Dawn Gaze, Inner Remembrance
Genesis 19:27-29 - A Neville Goddard interpretation
Read Genesis 19 in context
Scripture Focus
Biblical Context
Abraham rises early at the place before the LORD, looks toward the plain, and witnesses the smoke of destruction. The text then says God remembers Abraham and sends Lot out of the overthrow.
Neville's Inner Vision
Begin with Abraham’s dawn posture as your own inner decision to stand in the presence of the LORD. The outward gazing toward Sodom and Gomorrah is the inner habit of perceiving your life from the vantage of the I AM. The smoke that rises represents thoughts and conditions that seem to spell doom when you forget your divine nature; its appearance signals a transition rather than a tragedy in your experience.

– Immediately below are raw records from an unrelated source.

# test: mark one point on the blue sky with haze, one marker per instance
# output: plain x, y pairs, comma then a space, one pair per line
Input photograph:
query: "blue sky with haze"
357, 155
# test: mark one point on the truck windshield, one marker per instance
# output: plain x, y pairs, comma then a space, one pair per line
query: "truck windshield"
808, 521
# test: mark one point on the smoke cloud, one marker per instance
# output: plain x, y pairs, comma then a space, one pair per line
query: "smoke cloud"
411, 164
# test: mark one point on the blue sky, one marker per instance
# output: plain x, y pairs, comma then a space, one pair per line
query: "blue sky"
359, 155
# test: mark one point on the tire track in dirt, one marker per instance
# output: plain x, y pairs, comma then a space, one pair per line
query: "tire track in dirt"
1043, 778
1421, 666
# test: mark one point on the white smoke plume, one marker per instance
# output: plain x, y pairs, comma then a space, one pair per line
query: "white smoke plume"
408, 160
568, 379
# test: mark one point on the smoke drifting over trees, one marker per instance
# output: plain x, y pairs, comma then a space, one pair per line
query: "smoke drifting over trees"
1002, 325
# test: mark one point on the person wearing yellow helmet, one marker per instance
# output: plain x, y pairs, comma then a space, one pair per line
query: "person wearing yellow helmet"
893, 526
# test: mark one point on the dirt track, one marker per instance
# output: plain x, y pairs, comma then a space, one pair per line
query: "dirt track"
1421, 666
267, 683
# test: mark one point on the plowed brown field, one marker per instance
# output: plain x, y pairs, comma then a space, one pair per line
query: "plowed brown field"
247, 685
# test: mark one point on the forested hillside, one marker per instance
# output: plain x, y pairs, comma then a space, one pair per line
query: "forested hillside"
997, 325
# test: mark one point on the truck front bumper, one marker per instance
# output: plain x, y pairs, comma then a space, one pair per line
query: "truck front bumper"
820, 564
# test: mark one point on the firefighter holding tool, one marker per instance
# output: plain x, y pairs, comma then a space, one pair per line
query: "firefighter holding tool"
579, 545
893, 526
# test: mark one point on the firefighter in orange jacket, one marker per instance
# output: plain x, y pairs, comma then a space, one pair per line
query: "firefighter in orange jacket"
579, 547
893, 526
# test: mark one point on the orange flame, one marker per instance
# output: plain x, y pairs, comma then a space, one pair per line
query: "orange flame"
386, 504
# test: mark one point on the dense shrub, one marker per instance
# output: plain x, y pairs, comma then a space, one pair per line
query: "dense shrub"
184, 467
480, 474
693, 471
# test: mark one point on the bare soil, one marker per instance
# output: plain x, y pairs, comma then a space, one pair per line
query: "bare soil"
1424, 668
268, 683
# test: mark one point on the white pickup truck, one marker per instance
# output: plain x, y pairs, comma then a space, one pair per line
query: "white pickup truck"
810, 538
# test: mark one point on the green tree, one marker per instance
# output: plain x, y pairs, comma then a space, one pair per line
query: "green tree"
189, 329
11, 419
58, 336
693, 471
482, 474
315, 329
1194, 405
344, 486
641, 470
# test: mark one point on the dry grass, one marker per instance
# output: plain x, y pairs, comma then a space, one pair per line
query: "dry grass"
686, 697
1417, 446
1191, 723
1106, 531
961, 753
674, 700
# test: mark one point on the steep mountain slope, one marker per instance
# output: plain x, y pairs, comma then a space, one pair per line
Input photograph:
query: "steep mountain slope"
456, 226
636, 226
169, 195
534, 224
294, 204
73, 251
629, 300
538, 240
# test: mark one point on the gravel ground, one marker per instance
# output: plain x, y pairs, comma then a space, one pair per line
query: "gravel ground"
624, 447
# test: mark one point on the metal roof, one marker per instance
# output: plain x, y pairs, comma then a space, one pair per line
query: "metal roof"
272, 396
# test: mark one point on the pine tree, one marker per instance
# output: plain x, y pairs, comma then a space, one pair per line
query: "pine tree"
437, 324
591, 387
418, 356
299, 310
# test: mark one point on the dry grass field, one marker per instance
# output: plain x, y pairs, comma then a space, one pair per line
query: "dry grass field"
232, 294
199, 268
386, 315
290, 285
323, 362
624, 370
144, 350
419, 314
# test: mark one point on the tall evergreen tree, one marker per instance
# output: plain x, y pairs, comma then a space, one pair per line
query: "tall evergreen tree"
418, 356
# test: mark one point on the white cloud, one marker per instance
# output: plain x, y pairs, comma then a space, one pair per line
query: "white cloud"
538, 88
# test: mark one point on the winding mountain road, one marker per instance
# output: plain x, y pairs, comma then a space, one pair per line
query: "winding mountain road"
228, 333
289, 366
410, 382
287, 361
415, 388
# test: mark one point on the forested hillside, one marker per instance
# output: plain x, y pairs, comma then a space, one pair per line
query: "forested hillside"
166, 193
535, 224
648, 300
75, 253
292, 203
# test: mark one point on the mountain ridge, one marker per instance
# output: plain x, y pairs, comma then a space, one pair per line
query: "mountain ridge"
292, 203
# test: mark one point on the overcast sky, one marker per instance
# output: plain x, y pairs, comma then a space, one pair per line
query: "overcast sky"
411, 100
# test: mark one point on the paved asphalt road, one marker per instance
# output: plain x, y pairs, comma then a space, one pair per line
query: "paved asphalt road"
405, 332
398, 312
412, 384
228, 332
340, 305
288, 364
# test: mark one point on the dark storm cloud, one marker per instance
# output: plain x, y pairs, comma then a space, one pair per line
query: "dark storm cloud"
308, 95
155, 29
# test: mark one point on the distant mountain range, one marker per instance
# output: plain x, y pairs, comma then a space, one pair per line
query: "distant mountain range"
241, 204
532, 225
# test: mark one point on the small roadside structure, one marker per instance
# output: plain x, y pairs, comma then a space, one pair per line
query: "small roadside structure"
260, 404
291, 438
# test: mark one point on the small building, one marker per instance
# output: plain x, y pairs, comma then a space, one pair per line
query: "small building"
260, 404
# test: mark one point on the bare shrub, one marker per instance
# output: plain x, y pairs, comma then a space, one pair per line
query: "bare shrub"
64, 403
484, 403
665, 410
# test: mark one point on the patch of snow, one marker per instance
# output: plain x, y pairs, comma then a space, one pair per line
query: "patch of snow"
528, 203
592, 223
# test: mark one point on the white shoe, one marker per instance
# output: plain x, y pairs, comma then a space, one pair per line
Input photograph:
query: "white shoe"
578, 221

When God remembers Abraham, imagine that the I AM within you recalls the faith and persistence you have cultivated in imagination and prayer; remembrance is not past memory but present recognition of your true state. The rescue of Lot follows when that remembrance activates a movement of consciousness from danger to safety, from separation to healing. The lesson is not punitive judgment but the inner mechanics of salvation: by maintaining the inner vision that God is with you, you invite the outer deliverance that seems to come through conditions external or through the inspired action of others. Remember: you are the awareness that calls the rescue into being.
Practice This Now
Sit in stillness and declare 'I AM remembering me now.' Feel the lift of inner rescue as the I AM shines on you, moving you from overthrow to safety.